DS Stream to DataFrame error -return r._jrdd

pyspark

#1

I am trying to create a temaporary table from Kafka stream and query it. My code is as follows. I am getting the following error:

File “/usr/hdp/current/spark-client/python/lib/pyspark.zip/pyspark/streaming/util.py”, line 67, in call
return r._jrdd
AttributeError: ‘function’ object has no attribute ‘_jrdd’

Can anyone please let me know, what is going wrong and how to fix it?

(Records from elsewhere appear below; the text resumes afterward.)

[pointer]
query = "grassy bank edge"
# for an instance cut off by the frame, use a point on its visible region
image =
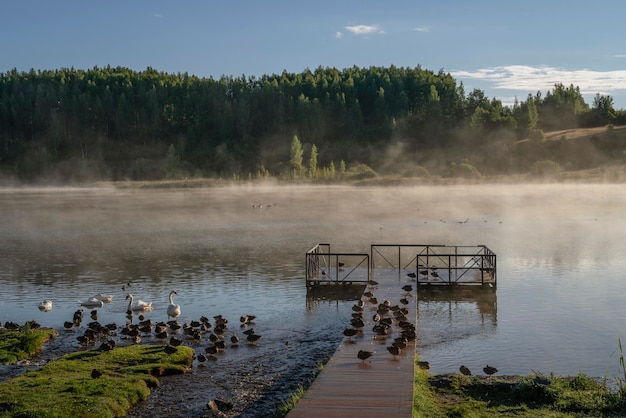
(24, 342)
(92, 383)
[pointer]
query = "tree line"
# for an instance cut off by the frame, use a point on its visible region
(116, 123)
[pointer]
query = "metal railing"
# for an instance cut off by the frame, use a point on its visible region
(429, 264)
(325, 266)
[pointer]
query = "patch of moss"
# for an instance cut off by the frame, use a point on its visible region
(23, 342)
(92, 383)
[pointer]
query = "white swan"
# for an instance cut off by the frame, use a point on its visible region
(141, 306)
(92, 303)
(103, 297)
(45, 306)
(173, 309)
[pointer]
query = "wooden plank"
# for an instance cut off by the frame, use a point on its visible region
(379, 386)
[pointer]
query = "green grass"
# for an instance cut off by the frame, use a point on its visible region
(456, 395)
(66, 388)
(424, 397)
(23, 343)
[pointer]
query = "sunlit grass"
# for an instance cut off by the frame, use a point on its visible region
(23, 343)
(295, 396)
(67, 388)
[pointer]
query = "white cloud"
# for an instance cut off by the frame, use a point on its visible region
(364, 29)
(531, 79)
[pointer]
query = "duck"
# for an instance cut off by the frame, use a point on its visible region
(45, 306)
(465, 370)
(169, 349)
(394, 350)
(350, 332)
(173, 310)
(175, 341)
(104, 298)
(92, 303)
(489, 370)
(364, 355)
(141, 306)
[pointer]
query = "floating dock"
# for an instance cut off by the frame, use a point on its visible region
(381, 385)
(430, 265)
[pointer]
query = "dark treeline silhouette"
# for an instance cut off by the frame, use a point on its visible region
(116, 123)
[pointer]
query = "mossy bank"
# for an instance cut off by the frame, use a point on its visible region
(94, 383)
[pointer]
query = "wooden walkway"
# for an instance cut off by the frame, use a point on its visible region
(381, 386)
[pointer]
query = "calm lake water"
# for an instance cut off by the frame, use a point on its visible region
(559, 306)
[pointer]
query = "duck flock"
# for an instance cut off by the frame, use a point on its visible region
(207, 336)
(386, 318)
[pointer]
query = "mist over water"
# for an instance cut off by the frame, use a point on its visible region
(232, 251)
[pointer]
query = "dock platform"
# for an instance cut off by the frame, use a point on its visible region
(382, 385)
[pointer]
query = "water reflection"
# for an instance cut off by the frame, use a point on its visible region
(560, 268)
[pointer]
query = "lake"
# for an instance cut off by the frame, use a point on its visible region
(559, 304)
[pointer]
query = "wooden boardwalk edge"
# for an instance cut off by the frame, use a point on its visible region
(382, 385)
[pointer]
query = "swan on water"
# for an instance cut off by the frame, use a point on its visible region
(103, 297)
(92, 303)
(141, 306)
(45, 306)
(173, 310)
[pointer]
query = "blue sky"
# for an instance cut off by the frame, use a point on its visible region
(507, 49)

from pyspark import SparkConf, SparkContext
from pyspark.streaming import StreamingContext
from pyspark.streaming.kafka import KafkaUtils
from pyspark.sql import SQLContext
from pyspark.sql import Row

from operator import add

conf = SparkConf().
setAppName(“Flume-Kafka-Spark Streaming WordCount”).
setMaster(“yarn-client”)

sc = SparkContext(conf = conf)

ssc = StreamingContext(sc, 10)

#sqlContext = SQLContext(sc)

Lazily instantiated global instance of SQLContext

def getSqlContextInstance(sparkContext):
if (‘sqlContextSingletonInstance’ not in globals()):
globals()[‘sqlContextSingletonInstance’] = SQLContext(sparkContext)
return globals()[‘sqlContextSingletonInstance’]

def process(time,rdd):

print("========= %s =========" % str(time))

	try:

	    # Get the singleton instance of SQLContext
    	sqlContext = getSqlContextInstance(rdd.context)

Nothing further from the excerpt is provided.